Op het Prozeeterrein hebben de vroegere fabriekshallen plaats gemaakt voor nieuwe woningen en de voormalige overslag aan de kade is omgevormd tot een openbaar gebied. De oude draadstaalfabriek Neerlandia, waarvan nu enkel de monumentale gevel nog overeind staat, krijgt een nieuwe toekomst als complex met woningen en horeca.

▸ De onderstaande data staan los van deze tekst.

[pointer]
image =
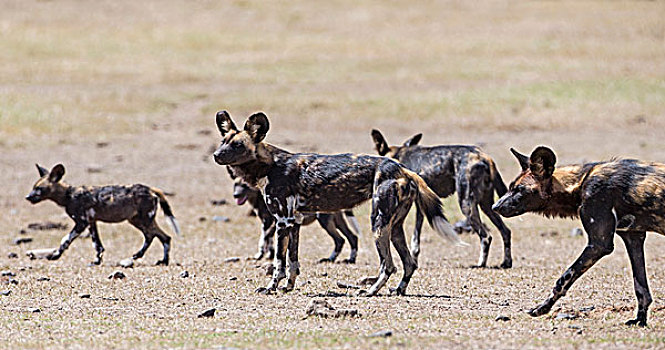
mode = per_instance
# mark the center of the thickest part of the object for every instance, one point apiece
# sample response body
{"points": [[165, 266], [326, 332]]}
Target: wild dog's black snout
{"points": [[33, 197]]}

Van het industriële waterlint dat de Vaartsche Rijn ooit was, zijn enkel versnipperde sporen terug te vinden. Zo zijn veel van de gemetselde fabrieksschoorstenen verdwenen en de ooit zo dominante industrie van tegel-, steen- en pannenbakkerijen is nauwelijks nog herkenbaar. Maar dit is aan het veranderen. Cultuurhistorie vormt een hoofdmotief bij de verschillende ontwikkelingen langs de Vaartsche Rijn. Precies zoals de ruimtelijke hoofdstructuur voorschrijft die de gemeente Utrecht opstelde voor de zone langs de Vaartsche Rijn. Het effect is nu al te zien bij de herontwikkeling van het Prozeeterrein met de voormalige Neerlandiafabriek in het zuiden van Hoograven.
Relatie met het water
De bestaande bebouwing langs de Vaartsche Rijn sluit de stad grotendeels af van het water. Zo staan de meeste woningen parallel aan het water, met hun achtertuinen direct op de oevers. Op andere plekken hebben langgerekte bedrijven zich op de eerste rang aan het water gepositioneerd. Zelfs op Rotsoord blokkeert het industrieel erfgoed op de meeste plekken de toegang tot de Vaartsche Rijn. Op deze manier is de aanwezigheid van het water nauwelijks voelbaar in aangrenzende wijk. Op het voormalige Prozeeterrein is dit anders. Met de herontwikkeling van dit terrein zoeken ZEEP architects and urban designers de verbinding tussen wijk en water op, waarbij zij de herinnering aan het industriële verleden levend houden.
bonkige no-nonsense architectuur en industrieel erfgoed creëren een prettige stedelijkheid
Het nieuwe Neerlandia
Op de plek van de oude fabrieksloodsen staan vier stroken met woningen en appartementen aan het water. De contouren van de loodsen zijn leidend geweest voor de verkaveling en de oriëntatie haaks op het water. Vanwege de sanering van de grond is dit gehele plandeel zestig centimeter opgehoogd. Het hoogteverschil is ingezet om het eigen karakter van dit plangebiedje extra nadruk te geven. Zo hebben de woningen aan het Hamersplantsoen allemaal een eigen trapje voor de voordeur, gemaakt van geperforeerd staal. Deze industriële trapjes staan in eigenwijs contrast met de bakstenen woningen. Maar ze zijn meer dan enkel een esthetisch object. Ze zorgen dat de woningen een adres krijgen op maaiveldniveau en ze laten een zone ontstaan die mensen zich gaan toe-eigenen.
Neerlandia zoekt de verbinding tussen wijk en water op
Een soortgelijke werking is te zien bij de verhoogde woonstraat die tussen de woningen in ligt. Hier is het eigen karakter van het plangebied goed voelbaar. Hoewel deze straat stenig is, is hij uiterst aangenaam. De maatvoering die refereert aan de loodsen van voorheen biedt genoeg afstand voor de privacy van bewoners, terwijl het geheel alsnog intiem aanvoelt. Elke woning heeft een grote, houten plantenbak en een ‘loper’ voor de deur: een vlak met afwijkende bestrating als een voorportaal naar de voordeur. Deze ingrepen nodigen de bewoners uit tot verdere toe-eigening van de straat, met een gevoel van collectiviteit als gevolg.